Israel passed a law in 2018 that provided for lectures or school activities by groups supporting legal action against Israeli soldiers abroad. The law appears to have been drafted in response to Breaking the Silence, a group of whistleblowers for former Israeli soldiers who oppose policies in the occupied West Bank. It was unclear whether Galant’s decree had its roots in the 2018 law.

Israel has long presented itself as a thriving democracy. Arab citizens themselves, who make up about 20% of its 9.3 million population, have citizenship rights, but often suffer from discrimination in housing and other areas. Arab citizens of Israel have representatives in parliament, serve in government bureaucracy and work in various fields with Jewish Israelis.

Israel took control of East Jerusalem, the West Bank and the Gaza Strip in the 1967 war – lands that house nearly 5 million Palestinians and that Palestinians want for a future state.
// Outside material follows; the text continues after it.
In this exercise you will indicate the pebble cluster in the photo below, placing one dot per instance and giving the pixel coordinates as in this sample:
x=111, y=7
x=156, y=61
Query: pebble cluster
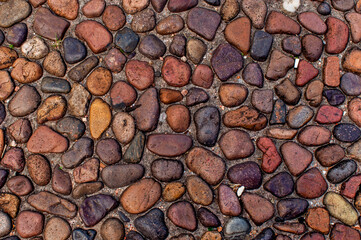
x=180, y=119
B’Tselem and other rights groups say the borders between Israel and the West Bank disappeared long ago – at least for Israeli settlers, who can travel freely back and forth, while their Palestinian neighbors need permits to enter. Israel.

Israel withdrew troops and settlers from Gaza in 2005, but imposed a blockade after the Palestinian militant group Hamas took power there two years later. He considers the West Bank a “disputed” territory whose fate should be determined in peace talks with the internationally recognized Palestinian Authority, the autonomous government for its Palestinian residents.

Israel annexed East Jerusalem in 1967 through an internationally unrecognized movement and considers the entire city its unified capital. Most Palestinians in East Jerusalem are Israeli “residents,” but not citizens with the right to vote.

Israel strongly rejects the term apartheid, saying the restrictions it imposes on Gaza and the West Bank are temporary security measures. Most Palestinians in the West Bank live in areas ruled by the Palestinian Authority, but those areas are surrounded by Israeli checkpoints and Israeli soldiers can enter at any time. Israel has full control over 60% of the West Bank.

B’Tselem argues that by dividing territories and using various means of control, Israel masks a reality that underlies the fact that about 7 million Jews and 7 million Palestinians live under a single system with extremely unequal rights.